Controlerende Gedrag

Voorbeelden van controlerend gedrag:

  • het Domineren van spelen met andere kinderen;
  • Ouderschap gedrag naar andere kinderen en volwassenen;
  • Intolerantie van ouderlijk toezicht;
  • Steeds boos, verdrietig en/of boos op hun controle ondervraagd e.g:
    • Niet hebben van een keuze over wat te eten;
    • Handhaving van bedtimes;
    • Extreme nood bij het horen van “nee”.

waarom vertonen pleegkinderen en geadopteerde kinderen controlerend gedrag?
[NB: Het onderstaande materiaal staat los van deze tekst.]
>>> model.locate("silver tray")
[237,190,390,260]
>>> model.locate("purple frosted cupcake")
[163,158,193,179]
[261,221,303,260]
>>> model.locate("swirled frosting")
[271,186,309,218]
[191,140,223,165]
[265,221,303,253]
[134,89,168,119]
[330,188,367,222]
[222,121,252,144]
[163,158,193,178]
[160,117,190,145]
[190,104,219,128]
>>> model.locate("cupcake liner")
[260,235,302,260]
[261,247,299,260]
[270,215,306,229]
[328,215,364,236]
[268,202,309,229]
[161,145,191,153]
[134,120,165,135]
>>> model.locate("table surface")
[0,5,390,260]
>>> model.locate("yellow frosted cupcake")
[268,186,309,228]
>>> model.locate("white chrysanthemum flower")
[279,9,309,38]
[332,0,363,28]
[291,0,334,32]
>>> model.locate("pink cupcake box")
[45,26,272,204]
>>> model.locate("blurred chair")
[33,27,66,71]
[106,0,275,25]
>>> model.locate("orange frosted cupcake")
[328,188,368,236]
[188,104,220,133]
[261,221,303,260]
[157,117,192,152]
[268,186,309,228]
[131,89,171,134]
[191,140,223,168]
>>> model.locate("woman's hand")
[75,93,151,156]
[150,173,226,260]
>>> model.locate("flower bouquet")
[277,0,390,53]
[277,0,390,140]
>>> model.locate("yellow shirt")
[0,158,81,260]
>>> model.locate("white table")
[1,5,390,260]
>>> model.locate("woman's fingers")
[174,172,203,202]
om inzicht te krijgen in de behoefte van kinderen met een ontwikkelingstrauma om zich onder controle te voelen, is het nuttig om na te denken over ons begrip van het gedrag van baby ‘ s en peuters en dit opnieuw te interpreteren. Het is deze emotionele en relationele fase waar kinderen met een ontwikkelingstrauma vaak in vastzitten (zie artikelen over de theorie).
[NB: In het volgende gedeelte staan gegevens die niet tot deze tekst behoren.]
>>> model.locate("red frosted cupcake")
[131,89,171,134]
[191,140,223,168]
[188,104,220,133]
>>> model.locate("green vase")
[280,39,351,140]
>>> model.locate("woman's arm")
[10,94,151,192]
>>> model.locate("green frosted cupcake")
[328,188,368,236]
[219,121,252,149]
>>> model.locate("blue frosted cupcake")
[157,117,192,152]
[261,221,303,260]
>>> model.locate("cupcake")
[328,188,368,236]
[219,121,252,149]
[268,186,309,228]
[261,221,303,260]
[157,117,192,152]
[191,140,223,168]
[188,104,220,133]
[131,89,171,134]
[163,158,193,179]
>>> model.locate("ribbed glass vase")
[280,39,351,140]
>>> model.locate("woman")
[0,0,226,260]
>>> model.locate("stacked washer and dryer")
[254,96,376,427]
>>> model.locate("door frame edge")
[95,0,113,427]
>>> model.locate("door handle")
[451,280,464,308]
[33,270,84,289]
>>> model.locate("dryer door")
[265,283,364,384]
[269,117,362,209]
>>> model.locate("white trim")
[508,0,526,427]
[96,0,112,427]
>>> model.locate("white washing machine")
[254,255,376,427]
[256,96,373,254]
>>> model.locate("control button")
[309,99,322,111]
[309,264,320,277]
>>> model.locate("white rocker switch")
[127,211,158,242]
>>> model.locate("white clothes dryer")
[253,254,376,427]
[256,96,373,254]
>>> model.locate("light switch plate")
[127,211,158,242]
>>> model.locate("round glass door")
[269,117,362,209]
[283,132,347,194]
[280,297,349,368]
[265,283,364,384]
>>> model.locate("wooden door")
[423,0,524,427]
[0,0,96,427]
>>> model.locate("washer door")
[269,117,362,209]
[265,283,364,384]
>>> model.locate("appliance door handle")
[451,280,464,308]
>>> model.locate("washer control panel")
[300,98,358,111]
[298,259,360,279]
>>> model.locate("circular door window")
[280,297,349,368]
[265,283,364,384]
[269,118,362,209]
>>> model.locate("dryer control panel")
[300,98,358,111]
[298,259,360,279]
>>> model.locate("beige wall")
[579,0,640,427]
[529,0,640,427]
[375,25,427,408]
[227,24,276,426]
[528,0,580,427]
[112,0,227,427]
baby ‘ s en peuters hebben instinctief en meedogenloos controle over hun ouderfiguren. Ouders van pasgeborenen slapen wanneer de baby ze niet nodig heeft, eten als en wanneer ze de tijd krijgen en douchen wanneer er een kort gat in de behoefte aan kinderopvang ontstaat. Waarom zijn jonge kinderen zo controlerend? Het antwoord is echt simpel; ze moeten zijn! Als ze al die dingen niet zouden doen, dan zouden ze niet aan al hun cruciale emotionele, fysieke en psychologische behoeften voldoen. Baby ‘ s hebben een onbewuste, evolutionair geprogrammeerde kennis van wat ze nodig hebben om te floreren, inderdaad om te overleven.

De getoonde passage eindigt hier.